Die Aufenthaltsdauer in der Einrichtung ist dabei ebenso unterschiedlich wie das Alter der Mütter: Manchmal brechen die Frauen ihren Aufenthalt schon nach wenigen Tagen ab, zehn Jahre ist bisher die längste Verweildauer. Im Durchschnitt bleiben sie ein bis zwei Jahre. Die jüngste Mutter war 12 Jahre, die älteste über 40. Die Kinder sind in der Regel jünger als sechs Jahre, aber es ist durchaus üblich, dass auch ältere Geschwisterkinder mitaufgenommen werden.

Wiggeshoff: „Viele Frauen haben Gewalterfahrungen erlebt, haben eigene Entwicklungsaufgaben wie zum Beispiel einen Schulbesuch nicht bewältigt. Oder aber sie haben ein Beziehungstrauma hinter sich beziehungsweis  stecken noch mitten drin.“ Alkohol und Drogen spielen ebenso häufig eine Rolle. Da diese Konstellation oft ein großes Konfliktpotenzial mit sich bringt, wird erst einmal genau die Ist-Situation analysiert und darauf hingewiesen, dass eine Psychotherapie nötig ist, um die Vergangenheit aufzuarbeiten. Es geht darum festzustellen, welche Gefährdung für das Kind besteht; ob zum Beispiel die erlebte Gewalterfahrung der Mutter auf das eigene Kind übertragen wird.

„Wir erstellen deshalb so genannte Gefährdungsmarker“, erklärt Wiggeeshoff. Dazu gehört dann auch, dass die Beziehung zum Vater der Kinder oder zum aktuellen Partner beleuchtet und bewertet wird. Da diese Frauen oft in toxischen Beziehungen leben, muss eingeschätzt werden, ob der weitere Kontakt zum Partner förderlich ist oder jeglichen Therapieansatz gefährdet. Dabei gelten strenge Regeln: „Verurteilte Täter dürfen nicht ins Haus, erst recht nicht, wenn Verurteilung oder Verdacht auf Missbrauch vorliegen. Diese Regel gilt rigoros“, formuliert Wiggeshoff eine Maxime.

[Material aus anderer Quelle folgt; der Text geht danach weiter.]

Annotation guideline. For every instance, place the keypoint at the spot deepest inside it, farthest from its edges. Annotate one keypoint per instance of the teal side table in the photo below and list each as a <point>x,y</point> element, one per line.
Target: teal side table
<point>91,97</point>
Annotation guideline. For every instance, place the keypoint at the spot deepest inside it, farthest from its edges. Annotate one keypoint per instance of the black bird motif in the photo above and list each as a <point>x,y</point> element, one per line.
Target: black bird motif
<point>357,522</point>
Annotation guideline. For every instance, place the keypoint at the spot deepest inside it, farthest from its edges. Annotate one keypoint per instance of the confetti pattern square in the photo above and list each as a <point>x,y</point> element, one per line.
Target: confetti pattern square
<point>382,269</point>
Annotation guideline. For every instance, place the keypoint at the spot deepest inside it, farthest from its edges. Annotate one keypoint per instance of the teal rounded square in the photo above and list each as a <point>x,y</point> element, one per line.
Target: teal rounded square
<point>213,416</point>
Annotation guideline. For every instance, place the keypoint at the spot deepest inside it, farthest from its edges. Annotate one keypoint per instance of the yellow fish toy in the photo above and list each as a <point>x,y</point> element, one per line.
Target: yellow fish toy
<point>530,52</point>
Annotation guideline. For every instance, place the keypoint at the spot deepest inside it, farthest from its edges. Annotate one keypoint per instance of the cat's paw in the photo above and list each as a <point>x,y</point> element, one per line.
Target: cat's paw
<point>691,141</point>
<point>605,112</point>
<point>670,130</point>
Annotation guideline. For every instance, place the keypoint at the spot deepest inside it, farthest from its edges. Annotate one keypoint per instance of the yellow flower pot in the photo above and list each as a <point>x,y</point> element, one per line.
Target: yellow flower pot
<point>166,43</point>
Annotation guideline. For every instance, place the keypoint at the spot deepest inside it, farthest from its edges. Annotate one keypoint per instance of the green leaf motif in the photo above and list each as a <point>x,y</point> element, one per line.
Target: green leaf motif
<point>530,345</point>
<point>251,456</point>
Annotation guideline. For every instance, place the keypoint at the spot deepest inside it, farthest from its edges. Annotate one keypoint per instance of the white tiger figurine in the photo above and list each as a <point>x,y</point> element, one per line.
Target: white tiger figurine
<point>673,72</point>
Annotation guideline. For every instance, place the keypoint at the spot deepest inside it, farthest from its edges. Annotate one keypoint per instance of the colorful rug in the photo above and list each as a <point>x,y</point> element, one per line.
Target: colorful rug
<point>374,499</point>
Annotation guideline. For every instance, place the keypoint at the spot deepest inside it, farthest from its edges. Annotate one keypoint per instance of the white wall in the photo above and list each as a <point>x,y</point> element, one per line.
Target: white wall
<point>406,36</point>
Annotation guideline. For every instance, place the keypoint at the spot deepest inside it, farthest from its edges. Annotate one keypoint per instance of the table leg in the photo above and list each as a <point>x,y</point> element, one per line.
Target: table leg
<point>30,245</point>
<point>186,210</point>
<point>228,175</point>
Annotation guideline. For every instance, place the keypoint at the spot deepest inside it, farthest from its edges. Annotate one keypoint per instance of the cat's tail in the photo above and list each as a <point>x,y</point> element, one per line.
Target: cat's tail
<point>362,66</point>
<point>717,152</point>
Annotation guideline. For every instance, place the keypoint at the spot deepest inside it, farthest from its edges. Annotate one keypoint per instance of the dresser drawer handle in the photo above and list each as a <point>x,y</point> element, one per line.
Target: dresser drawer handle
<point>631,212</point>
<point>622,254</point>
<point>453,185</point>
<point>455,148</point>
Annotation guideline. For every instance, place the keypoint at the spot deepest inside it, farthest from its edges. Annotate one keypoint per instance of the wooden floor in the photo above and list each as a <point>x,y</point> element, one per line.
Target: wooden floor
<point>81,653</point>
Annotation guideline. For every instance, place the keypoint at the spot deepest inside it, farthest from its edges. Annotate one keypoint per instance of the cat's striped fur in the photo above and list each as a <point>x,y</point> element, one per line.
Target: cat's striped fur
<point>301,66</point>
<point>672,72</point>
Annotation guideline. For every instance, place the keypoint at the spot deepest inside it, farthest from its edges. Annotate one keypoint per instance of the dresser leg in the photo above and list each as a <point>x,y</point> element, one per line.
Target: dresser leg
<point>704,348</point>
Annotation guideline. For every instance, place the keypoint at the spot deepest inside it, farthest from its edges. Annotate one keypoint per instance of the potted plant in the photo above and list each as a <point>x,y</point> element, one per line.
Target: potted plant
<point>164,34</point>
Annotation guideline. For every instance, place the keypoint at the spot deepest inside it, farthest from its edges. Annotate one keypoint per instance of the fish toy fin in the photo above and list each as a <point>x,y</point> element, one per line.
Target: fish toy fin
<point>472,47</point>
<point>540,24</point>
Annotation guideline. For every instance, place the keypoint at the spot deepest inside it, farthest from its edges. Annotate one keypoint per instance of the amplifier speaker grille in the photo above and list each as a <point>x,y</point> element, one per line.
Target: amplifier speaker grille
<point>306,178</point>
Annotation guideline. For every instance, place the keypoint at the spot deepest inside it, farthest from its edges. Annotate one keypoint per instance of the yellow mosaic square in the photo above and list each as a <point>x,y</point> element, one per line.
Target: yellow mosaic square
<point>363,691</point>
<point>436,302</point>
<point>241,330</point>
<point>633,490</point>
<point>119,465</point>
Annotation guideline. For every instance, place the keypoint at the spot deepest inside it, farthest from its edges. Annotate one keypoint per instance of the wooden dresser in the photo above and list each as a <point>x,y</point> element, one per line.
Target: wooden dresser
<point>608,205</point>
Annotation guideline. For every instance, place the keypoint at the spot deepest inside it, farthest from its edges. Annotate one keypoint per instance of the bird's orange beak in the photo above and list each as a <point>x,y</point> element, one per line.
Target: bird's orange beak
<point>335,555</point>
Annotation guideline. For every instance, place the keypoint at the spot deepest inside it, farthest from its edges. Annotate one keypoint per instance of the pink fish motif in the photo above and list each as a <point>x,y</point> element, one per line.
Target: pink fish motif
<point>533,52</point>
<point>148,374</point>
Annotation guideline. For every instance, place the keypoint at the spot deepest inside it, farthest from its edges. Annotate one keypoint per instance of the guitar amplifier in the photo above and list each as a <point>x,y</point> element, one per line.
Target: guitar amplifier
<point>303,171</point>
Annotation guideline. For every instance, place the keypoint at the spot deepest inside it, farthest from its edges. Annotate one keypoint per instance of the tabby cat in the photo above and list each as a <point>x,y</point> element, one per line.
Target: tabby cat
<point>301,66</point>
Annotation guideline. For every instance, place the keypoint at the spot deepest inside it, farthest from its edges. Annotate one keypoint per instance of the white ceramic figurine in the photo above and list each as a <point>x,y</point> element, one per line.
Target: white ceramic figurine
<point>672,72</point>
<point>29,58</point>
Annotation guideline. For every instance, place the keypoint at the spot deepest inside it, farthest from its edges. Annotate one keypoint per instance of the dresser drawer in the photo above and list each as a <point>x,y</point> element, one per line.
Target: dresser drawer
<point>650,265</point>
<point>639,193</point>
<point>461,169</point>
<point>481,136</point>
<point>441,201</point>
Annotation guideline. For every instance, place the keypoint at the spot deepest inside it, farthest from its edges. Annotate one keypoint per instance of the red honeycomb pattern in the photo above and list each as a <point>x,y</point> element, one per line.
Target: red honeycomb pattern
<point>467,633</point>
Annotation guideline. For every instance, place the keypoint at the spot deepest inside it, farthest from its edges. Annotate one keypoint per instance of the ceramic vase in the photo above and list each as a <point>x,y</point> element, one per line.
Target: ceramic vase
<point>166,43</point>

Während die Kinder nach Möglichkeit eine Soester Kita oder Schule besuchen, können die Frauen sich eine Lehrstelle suchen oder auch eine Arbeit annehmen. Doch das klappt nur in Ausnahmefällen.

Christiane Wiggeshoff: „Wir versuchen,  die Frauen so gut es geht zu begleiten, zu unterstützen und zu stabilisieren. Wir machen ihnen deutlich, dass der Aufenthalt bei uns kein Urlaub ist. Wir machen ihnen klar, dass sich ihr Leben komplett verändern wird und verändern muss, wenn sie ihren Kindern eine bessere Entwicklung bieten wollen,, als sie selbst gehabt haben.“

Dass das fast immer eine Herkulesaufgabe ist, wissen Wiggeshoff und der Mitarbeiterinnenstab nur zu gut, aber eben auch, dass diese Aufgabe nahezu alternativlos ist: „ Das Wohl eines Kindes sicher zu stellen und seine Entwicklung gut zu begleiten, ist eine Herausforderung – für alle“, sagt Christiane Wiggeshoff.